Fabolous: Most of the producers came to me. Like, I told them I wanted to do a soul tape. They were like,”Oh, alright I’m gonna send you a couple soul and sample beats, and they would send them in. I would just eenie meenie minnie moe, not really. [Laughs] Just pick them, and start making songs off of them.
XXL: Who are some of the producers you have on the tape?
Fabolous: I have Cardiak who made “Start It Up” and I have a couple new guys, too. I didn’t go to anybody and say, “I want something specific.” I kind of just put the word out there and they gave me some beats.
XXL: Were the producers you usual work with surprised that you wanted specifically soul beats?
Fabolous: Oh yeah. Some of them, when I asked the first time, they still sent other kinds of beats. They thought I just called it the S.O.U.L Tape, like, for whatever reason. And I was like, “Nah, there’s more meaning,” and they were like, “Oh, like the freestyle you just did?” It’s just something that’s a different kind of listen, you know? The 808s & [Heartbreak], I didn’t want to go that way. Some of the soul beats on here, they have a little bounce and hop to it as well.
XXL: You’re known for starting trending topics. Didn’t Twitter approach you about doing a book?

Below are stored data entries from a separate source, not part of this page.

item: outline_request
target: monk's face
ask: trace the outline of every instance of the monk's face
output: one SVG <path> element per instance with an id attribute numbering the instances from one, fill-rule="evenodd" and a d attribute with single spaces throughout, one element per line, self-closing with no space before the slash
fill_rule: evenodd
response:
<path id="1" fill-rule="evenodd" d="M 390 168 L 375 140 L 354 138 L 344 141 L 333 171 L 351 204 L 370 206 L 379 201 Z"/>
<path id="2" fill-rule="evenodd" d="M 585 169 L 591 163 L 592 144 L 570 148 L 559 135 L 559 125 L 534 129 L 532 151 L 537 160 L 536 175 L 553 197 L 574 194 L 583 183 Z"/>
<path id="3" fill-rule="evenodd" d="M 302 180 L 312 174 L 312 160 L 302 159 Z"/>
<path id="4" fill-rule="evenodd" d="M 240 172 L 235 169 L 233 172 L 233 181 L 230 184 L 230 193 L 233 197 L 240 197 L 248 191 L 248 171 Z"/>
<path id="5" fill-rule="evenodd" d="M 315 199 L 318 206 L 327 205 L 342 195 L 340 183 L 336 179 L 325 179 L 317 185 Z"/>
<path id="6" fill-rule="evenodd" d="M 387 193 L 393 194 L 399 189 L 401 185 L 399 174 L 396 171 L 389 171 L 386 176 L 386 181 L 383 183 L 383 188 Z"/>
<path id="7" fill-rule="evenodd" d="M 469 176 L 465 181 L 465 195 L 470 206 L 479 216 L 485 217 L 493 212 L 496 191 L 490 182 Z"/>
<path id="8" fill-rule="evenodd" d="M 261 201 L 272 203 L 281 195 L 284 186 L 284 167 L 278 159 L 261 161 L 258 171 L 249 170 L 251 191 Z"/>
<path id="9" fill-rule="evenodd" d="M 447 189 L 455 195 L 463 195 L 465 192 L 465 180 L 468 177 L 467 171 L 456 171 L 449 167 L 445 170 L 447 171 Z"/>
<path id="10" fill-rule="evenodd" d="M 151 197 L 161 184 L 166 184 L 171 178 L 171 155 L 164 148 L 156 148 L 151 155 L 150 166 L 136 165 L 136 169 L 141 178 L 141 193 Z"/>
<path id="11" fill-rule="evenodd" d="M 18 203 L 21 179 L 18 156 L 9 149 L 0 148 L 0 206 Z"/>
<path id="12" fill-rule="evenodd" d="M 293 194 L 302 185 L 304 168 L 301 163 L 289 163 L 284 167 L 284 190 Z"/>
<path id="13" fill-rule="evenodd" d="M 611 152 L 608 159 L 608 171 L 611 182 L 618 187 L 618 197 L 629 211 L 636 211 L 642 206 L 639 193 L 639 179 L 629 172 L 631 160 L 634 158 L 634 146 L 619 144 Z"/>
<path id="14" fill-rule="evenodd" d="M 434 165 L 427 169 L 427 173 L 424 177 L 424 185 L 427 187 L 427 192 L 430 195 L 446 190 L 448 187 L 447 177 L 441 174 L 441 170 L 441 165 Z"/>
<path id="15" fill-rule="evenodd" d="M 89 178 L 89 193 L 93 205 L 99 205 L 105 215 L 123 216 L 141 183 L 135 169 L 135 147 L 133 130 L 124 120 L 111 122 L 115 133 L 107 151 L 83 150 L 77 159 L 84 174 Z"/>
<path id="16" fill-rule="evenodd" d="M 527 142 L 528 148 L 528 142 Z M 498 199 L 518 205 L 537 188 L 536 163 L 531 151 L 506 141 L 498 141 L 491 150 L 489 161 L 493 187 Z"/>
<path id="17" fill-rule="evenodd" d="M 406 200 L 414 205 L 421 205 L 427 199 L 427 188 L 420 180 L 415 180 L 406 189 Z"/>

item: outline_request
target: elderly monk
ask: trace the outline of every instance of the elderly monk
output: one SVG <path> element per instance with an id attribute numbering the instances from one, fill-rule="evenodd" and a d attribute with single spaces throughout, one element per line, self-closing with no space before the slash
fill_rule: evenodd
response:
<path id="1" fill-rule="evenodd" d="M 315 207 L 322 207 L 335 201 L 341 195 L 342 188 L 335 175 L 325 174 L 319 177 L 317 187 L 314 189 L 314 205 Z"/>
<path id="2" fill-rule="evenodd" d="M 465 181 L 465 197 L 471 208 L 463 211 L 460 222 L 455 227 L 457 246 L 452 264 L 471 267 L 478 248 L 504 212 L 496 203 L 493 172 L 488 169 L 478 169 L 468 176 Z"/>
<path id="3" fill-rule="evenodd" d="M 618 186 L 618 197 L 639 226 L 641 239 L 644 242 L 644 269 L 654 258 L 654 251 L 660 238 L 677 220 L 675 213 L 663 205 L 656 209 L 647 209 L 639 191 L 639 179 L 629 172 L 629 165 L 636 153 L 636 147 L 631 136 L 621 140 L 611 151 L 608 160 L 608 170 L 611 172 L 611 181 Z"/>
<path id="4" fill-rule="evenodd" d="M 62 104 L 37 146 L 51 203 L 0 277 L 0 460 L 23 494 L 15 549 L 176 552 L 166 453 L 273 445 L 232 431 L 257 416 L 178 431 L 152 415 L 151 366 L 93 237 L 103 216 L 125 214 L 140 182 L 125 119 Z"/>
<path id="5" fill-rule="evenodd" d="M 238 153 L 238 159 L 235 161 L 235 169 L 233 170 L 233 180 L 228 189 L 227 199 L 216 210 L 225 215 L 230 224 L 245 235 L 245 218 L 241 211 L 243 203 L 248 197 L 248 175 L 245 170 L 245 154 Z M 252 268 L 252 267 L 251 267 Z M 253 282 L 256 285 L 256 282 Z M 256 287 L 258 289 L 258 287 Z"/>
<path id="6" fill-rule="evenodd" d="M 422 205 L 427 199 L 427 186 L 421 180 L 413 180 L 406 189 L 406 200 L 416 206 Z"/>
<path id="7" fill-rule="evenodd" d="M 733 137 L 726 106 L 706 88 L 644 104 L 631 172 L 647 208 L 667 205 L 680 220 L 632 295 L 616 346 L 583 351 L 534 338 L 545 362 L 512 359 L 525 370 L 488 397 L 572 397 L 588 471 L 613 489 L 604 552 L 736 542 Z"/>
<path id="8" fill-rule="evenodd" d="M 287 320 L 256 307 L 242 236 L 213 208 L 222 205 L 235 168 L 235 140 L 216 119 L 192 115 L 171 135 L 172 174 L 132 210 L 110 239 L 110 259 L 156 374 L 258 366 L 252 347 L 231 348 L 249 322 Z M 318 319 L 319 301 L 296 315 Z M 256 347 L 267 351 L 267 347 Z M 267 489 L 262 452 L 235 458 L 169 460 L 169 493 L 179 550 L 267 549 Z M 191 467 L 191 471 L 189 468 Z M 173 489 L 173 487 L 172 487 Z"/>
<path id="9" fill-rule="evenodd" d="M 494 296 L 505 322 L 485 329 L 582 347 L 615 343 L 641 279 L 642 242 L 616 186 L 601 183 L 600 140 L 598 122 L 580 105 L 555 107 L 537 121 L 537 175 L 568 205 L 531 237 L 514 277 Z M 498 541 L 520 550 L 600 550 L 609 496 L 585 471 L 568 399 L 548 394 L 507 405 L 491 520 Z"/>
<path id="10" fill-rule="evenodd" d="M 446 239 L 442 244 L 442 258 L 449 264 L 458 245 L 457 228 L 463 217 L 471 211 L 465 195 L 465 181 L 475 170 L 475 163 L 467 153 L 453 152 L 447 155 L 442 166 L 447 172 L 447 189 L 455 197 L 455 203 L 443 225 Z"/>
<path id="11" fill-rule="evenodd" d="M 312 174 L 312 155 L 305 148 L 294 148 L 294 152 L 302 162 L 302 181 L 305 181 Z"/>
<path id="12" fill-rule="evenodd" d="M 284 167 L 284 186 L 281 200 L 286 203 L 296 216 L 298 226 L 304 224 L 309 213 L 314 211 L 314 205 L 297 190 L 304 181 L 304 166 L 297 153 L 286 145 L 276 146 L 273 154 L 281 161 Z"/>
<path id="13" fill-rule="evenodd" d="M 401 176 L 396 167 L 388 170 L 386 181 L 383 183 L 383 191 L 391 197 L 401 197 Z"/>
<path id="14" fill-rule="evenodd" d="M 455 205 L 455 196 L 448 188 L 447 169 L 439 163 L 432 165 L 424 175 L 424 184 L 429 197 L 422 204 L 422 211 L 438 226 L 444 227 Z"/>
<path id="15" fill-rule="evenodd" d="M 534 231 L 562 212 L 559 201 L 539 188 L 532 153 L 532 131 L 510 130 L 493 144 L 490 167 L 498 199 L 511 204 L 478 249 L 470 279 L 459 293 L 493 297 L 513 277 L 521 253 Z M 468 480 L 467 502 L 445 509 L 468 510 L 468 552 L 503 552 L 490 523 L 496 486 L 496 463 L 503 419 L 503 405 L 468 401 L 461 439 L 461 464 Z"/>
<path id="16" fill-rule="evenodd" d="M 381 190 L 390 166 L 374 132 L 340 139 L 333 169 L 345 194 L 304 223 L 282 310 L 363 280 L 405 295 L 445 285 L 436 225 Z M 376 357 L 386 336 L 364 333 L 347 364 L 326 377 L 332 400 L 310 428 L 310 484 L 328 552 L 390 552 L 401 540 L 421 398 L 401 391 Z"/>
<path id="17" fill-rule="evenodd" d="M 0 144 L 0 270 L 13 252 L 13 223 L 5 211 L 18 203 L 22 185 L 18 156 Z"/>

Fabolous: They did, but I’m focused on writing music right now. In some ways I’m all for it. In some ways I’m against it. People get sensitive over Twitter and trending topics. It’s something I’ve talked about, but when it came to me, I thought the offer was funny.
XXL: Is Loso’s Way 2 still due later this year?

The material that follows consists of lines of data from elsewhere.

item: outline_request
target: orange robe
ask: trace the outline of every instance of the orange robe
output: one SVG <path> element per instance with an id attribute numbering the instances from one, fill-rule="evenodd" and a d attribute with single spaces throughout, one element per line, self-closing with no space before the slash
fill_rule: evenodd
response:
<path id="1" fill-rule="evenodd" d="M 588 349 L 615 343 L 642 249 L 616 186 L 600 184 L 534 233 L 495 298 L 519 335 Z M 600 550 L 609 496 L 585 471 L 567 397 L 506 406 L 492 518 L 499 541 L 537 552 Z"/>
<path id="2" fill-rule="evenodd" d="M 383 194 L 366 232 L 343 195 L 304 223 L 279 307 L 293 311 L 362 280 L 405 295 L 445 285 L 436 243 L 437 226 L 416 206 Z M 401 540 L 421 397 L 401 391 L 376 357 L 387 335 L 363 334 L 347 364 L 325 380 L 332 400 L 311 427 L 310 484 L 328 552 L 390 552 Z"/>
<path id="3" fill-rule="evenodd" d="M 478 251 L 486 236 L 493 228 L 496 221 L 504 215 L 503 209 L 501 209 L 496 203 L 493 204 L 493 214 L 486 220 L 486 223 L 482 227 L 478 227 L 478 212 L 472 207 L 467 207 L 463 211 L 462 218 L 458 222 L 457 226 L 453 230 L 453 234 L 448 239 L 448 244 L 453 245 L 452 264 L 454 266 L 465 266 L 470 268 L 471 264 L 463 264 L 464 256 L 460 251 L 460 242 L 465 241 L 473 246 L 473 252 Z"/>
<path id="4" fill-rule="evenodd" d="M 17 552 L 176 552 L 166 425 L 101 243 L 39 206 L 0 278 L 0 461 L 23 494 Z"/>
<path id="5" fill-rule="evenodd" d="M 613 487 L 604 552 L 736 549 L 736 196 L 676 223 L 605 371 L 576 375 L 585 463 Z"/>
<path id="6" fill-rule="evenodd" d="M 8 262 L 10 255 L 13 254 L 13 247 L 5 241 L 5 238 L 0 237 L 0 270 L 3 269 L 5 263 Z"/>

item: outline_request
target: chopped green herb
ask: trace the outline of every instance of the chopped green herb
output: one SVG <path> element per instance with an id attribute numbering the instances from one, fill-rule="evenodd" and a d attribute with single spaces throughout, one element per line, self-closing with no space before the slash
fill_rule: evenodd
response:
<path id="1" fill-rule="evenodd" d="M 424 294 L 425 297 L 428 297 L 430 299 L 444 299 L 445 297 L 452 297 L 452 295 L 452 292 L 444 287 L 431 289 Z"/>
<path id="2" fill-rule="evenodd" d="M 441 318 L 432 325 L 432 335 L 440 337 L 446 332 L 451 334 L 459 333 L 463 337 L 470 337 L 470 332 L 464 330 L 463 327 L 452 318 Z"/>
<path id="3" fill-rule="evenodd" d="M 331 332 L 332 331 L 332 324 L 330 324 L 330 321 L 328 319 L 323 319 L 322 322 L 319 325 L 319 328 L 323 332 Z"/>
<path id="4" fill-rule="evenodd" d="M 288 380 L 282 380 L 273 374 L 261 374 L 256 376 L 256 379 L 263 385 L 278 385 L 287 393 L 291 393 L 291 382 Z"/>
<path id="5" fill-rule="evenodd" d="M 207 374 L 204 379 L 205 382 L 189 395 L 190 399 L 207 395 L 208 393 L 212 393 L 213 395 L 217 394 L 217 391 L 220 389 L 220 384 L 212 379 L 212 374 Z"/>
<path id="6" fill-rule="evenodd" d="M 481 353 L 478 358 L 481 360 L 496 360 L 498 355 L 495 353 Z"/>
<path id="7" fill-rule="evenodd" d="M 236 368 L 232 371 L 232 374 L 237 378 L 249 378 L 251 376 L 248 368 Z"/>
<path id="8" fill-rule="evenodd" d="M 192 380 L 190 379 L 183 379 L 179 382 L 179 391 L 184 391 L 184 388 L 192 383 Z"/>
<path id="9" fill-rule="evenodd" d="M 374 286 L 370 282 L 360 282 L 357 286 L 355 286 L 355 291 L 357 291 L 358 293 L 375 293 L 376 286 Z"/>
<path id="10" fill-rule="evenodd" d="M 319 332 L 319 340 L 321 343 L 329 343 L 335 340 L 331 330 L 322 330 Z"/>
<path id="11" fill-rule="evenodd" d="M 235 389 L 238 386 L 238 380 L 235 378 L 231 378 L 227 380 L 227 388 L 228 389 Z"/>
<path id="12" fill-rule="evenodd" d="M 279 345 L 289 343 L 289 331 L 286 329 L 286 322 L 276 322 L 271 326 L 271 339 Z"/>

Fabolous: The album, we just started on that. I really just got a lot of beats on that, picking beats out or whatever. Then I lock in and attack the beats, like a monster in a cave. [Laughs] I drag the beats back to my cave.
XXL: So no deadline for the album?
Fabolous: Not really. I usually have deadlines but I don’t. They tell you what time you need to do something, and it’s like, “Okay, I work toward that time, but if it’s not ready, it’s not ready.” But I’m definitely not the type that will just let something not come out. There’s a couple [of] albums right now that people have been talking about for a year…

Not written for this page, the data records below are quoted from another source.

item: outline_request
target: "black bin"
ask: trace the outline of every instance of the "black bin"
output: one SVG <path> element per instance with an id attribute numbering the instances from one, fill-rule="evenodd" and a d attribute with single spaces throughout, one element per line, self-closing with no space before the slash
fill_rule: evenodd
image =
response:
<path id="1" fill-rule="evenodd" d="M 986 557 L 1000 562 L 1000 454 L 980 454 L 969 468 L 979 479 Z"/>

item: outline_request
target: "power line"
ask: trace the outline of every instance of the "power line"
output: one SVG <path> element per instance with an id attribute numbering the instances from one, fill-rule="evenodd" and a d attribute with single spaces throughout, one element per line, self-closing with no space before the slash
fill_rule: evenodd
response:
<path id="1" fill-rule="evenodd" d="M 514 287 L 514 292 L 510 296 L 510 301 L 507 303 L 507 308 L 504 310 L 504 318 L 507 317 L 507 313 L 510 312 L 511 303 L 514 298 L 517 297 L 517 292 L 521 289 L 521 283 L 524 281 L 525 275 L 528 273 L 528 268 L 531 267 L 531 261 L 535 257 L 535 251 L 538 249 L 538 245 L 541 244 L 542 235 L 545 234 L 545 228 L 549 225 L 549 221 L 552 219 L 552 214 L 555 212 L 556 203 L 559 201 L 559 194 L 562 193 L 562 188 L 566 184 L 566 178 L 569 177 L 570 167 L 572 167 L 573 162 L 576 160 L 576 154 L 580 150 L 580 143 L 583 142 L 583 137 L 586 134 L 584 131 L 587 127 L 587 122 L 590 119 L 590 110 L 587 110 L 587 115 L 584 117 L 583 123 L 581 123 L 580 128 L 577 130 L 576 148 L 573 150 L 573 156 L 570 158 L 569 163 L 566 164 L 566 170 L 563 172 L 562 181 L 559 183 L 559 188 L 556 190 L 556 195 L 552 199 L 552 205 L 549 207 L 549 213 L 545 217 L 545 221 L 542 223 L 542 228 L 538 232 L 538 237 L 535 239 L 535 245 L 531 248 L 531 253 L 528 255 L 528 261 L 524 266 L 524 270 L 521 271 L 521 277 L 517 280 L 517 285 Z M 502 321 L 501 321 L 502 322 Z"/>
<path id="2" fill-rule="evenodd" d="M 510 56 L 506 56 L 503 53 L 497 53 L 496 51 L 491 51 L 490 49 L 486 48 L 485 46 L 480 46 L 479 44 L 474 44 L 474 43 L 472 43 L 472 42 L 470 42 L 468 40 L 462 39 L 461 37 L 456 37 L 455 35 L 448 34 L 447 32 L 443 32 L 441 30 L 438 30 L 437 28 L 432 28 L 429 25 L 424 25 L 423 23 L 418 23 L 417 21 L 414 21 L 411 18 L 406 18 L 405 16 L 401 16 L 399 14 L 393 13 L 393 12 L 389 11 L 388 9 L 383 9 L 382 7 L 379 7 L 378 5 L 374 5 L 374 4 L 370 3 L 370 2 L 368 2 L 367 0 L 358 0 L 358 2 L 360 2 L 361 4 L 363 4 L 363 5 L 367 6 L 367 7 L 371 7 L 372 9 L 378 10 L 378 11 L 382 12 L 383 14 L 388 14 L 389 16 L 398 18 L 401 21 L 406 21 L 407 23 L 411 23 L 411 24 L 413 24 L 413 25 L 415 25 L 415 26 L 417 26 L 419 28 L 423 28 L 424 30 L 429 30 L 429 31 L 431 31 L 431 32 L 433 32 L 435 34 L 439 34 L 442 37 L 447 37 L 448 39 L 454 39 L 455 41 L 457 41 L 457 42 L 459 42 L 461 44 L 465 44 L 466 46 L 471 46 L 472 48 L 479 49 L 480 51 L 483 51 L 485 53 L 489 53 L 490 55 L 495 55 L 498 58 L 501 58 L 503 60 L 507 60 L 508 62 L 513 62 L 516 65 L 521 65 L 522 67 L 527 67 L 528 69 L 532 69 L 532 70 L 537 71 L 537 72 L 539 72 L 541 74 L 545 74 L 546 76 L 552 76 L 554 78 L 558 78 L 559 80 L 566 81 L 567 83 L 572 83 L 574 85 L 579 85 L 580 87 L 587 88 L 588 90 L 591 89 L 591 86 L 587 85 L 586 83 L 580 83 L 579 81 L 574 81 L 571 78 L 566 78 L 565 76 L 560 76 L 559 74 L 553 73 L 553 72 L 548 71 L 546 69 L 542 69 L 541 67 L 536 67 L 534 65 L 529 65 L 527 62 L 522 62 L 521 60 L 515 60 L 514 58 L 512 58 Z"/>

XXL: You didn’t like that it wasn’t the same?
Fabolous: Yeah. It didn’t have the same feel. But on the actual tape, there’s the closest guys that I’ve been working with forever: Red Café, Freck the Billionaire, and a new artist that I’m working with by the name of Broadway, who’s really dope and raps and sings. He’s very creative. He’s a writer as well. Aside from the usual suspects, we got Trey Songz on there, Lil Wayne on there.
XXL: How was the collaboration with Wayne come about?
Fabolous: We didn’t record together. The song with Lil Wayne was pretty much already done, and uh, I just came in. The Trey one, I did this song and I had this idea and sent it to Trey and he put his thing on it after that. Lloyd Banks and Vado are also on it.
XXL: How’s touring?
Fabolous: I get a lot of dates, spot dates all over the place. I’m getting a lot of overseas dates, so, which is great for me because I like to travel and see how my music is responding in other places besides here. You know, I’ve been doing this for a while, so I understand. I got to go to Ghana, Africa and I got to go to the Dominican Republic. You know, just across the world and see their response to my music. Not even just my music, but to hip-hop music. Hip-hop has grown and become very universal. I love to— me and Rick Ross have a show together in Angola, Africa and just to see them say, ‘I think I’m Big Meech…’ You know? Without even hearing my song, it’s just something great to see. That hip-hop is that popular.
XXL: As a fan, who do you listen to? Or do you kind of zone out to your own music?
Fabolous: I like to hear what’s going on. A lot of rappers nowadays will say they don’t listen to anybody, but I like to hear what’s going on. I don’t think it affects my music. I still do what I do. I just listen as a fan because I love hip-hop. I mean there’s no other feeling than when you hear a great hip-hop song. You feel good. If you lose that as an artist, you lose a part of your passion. Part of the passion for me was hearing great music from the very start of it, now I’m one of the people who can give that passion back to somebody. But I still love the process of hearing something new and it being something hot.